Senator Warnock acknowledged that we live in difficult times. “Every now and then I grow weary,” he admitted, “and I have to beat back the winds of despair that beat against my own soul.” This honesty is refreshing. The work of justice is exhausting. The struggle for equity is unending. The fight for inclusion takes a toll. But he offered a response that moves beyond both naive optimism and cynical despair: “Don’t give in to those who are trying to weaponize despair. Don’t give in to those who are trying to overwhelm us, flood the zone and convince us that they’ve already won, because if you are convinced that they’ve already won, then you stop fighting, and when you stop fighting, you lose the battle.” Drawing on his Pentecostal roots, he declared, “I grew up in a tiny, little Pentecostal church where they told me greater is the one who is within me than the one who is within the world. And I was crazy enough to believe it.”

This is the word we need in Guyana, in the Caribbean, in the global South, in every place where people are working to build more just and inclusive societies. The forces of division and exclusion are real and powerful. They will try to convince us that equity is impossible, that inclusion is impractical, that diversity is dangerous. They will weaponize despair. But we have seen valleys exalted before. Senator Warnock himself—standing in the pulpit of Martin Luther King Jr.’s spiritual home at Ebenezer Baptist Church, occupying a Georgia Senate seat once held by segregationists—is living testimony to this truth. We have seen mountains made low. We have witnessed crooked places straightened and rough places smoothed. The struggle continues, but the vision endures. Isaiah’s moral topography remains the true north by which we must navigate. “We’ve seen bigotry before,” Senator Warnock reminded us. “We’ve seen demagogues before. We’ve dealt with oppression before, but God knows how to take rough places and make them smooth.” He invoked the resilience of Black Americans: “They gave us the blues, and we made music. They gave us scraps, and we made soul food.
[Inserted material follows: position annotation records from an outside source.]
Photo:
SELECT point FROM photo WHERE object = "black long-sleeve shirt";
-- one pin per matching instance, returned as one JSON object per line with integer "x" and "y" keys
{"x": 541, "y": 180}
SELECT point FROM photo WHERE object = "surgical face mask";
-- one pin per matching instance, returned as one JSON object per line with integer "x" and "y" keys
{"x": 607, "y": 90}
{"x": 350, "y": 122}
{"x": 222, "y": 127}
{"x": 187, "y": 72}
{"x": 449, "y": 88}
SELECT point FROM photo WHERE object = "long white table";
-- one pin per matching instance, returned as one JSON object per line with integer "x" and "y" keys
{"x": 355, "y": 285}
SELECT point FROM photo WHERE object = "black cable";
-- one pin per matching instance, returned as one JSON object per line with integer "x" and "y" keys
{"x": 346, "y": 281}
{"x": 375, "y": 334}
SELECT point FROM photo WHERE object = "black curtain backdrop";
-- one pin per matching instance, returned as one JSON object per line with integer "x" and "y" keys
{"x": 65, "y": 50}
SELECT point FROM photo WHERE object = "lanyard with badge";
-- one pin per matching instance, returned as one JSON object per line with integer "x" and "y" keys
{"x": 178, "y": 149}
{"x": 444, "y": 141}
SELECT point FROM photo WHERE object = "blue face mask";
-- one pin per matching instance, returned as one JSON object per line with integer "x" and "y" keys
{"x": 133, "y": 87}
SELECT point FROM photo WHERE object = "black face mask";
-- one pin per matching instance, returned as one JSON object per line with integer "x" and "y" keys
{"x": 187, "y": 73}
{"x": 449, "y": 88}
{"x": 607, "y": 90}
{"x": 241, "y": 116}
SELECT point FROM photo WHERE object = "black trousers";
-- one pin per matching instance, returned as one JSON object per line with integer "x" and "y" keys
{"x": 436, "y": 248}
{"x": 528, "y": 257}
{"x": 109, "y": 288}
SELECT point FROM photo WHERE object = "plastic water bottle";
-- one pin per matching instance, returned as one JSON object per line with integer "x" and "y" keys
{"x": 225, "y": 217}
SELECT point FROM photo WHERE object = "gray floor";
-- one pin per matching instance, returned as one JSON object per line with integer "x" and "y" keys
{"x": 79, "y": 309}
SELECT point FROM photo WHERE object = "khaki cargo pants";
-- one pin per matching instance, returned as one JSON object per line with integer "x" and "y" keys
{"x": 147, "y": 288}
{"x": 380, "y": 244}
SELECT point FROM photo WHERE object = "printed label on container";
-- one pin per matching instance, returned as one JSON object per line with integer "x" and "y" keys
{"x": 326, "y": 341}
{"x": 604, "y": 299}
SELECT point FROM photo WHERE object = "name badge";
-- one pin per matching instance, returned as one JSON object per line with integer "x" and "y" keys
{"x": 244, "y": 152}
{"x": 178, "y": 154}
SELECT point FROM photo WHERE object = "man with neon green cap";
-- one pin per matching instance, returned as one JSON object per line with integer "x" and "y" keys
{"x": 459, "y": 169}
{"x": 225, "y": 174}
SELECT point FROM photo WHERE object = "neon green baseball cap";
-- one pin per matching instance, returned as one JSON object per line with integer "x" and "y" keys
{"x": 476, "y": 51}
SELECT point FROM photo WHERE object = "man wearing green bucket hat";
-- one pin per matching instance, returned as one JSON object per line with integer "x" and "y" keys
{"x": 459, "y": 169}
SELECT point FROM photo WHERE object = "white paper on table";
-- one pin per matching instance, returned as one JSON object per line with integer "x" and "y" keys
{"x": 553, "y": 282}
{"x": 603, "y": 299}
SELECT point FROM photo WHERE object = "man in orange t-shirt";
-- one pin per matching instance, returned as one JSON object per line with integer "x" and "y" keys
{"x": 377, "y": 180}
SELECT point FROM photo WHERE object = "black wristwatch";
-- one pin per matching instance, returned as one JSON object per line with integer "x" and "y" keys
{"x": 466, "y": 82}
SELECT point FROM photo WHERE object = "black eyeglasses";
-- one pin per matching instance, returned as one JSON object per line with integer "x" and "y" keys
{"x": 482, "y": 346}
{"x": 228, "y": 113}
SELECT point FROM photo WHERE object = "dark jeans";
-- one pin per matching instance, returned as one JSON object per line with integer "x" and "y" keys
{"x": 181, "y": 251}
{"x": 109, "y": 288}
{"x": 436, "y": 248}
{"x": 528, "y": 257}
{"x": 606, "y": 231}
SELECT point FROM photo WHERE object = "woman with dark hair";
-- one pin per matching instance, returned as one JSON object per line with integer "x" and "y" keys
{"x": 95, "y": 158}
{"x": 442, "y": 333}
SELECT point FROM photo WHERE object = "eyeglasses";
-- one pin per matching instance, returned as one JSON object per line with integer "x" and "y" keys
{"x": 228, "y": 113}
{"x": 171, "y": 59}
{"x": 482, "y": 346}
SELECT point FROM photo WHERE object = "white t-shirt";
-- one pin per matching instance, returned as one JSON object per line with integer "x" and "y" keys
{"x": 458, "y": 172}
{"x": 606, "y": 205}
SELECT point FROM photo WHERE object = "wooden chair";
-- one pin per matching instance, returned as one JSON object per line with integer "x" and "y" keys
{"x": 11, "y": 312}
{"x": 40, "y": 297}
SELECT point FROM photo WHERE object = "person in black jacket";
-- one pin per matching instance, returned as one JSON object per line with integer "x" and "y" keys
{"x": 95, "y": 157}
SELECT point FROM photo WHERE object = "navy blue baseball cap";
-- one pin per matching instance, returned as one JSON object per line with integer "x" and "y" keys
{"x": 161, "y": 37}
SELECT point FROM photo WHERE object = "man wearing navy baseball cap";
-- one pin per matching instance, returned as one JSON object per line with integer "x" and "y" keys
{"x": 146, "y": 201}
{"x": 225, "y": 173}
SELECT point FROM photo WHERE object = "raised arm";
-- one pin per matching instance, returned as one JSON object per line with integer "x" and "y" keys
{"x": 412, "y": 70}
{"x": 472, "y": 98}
They gave us the Bible and pointed over to Ephesians, where it says, ‘slaves obey your masters,’ and we could barely read. But somehow we stumbled into Exodus where God told Pharaoh to let my people go.” Rough places made smooth.

As a mathematician, I am drawn to the geometric precision of Isaiah’s vision. It describes transformations of the landscape, changes in elevation and alignment, and the creation of paths where none existed. These are not vague aspirations but specific operations: exalt, lower, straighten, smooth. In mathematics, we know that transformation is possible. Systems can be reordered. Functions can be inverted. Spaces can be remapped. What was high can be brought low. What was crooked can be made straight. The rough can be smoothed. It requires intention, effort, and sustained application of force in the right direction, but it is possible.

The same is true in the moral topography of society. Change is possible. Justice can be advanced. Equity can be increased. Inclusion can be expanded. But like mathematical transformations, these changes don’t happen automatically. They require intention, effort, and sustained application of moral force in the direction of righteousness.

This Sunday, in an unexpected visit to a chapel I did not plan to enter, I was reminded of why the language of faith sometimes expresses truths that escape secular vocabulary. Diversity, equity, and inclusion are not just policy preferences or political positions. They are spiritual imperatives, prophetic demands, divine intentions for the human community.

May we have the courage to exalt valleys, the humility to lower mountains, the integrity to straighten crooked places, the persistence to smooth rough places, and the expansive vision to see all flesh together in the realization of our common human dignity. This is the work. This is the way. This is God’s moral topography made manifest.


Terrence Blackman is Professor and Chair of the Department of Mathematics at Medgar Evers College, CUNY, and a frequent contributor to the Guyana Business Journal on matters of politics, economics, and social development.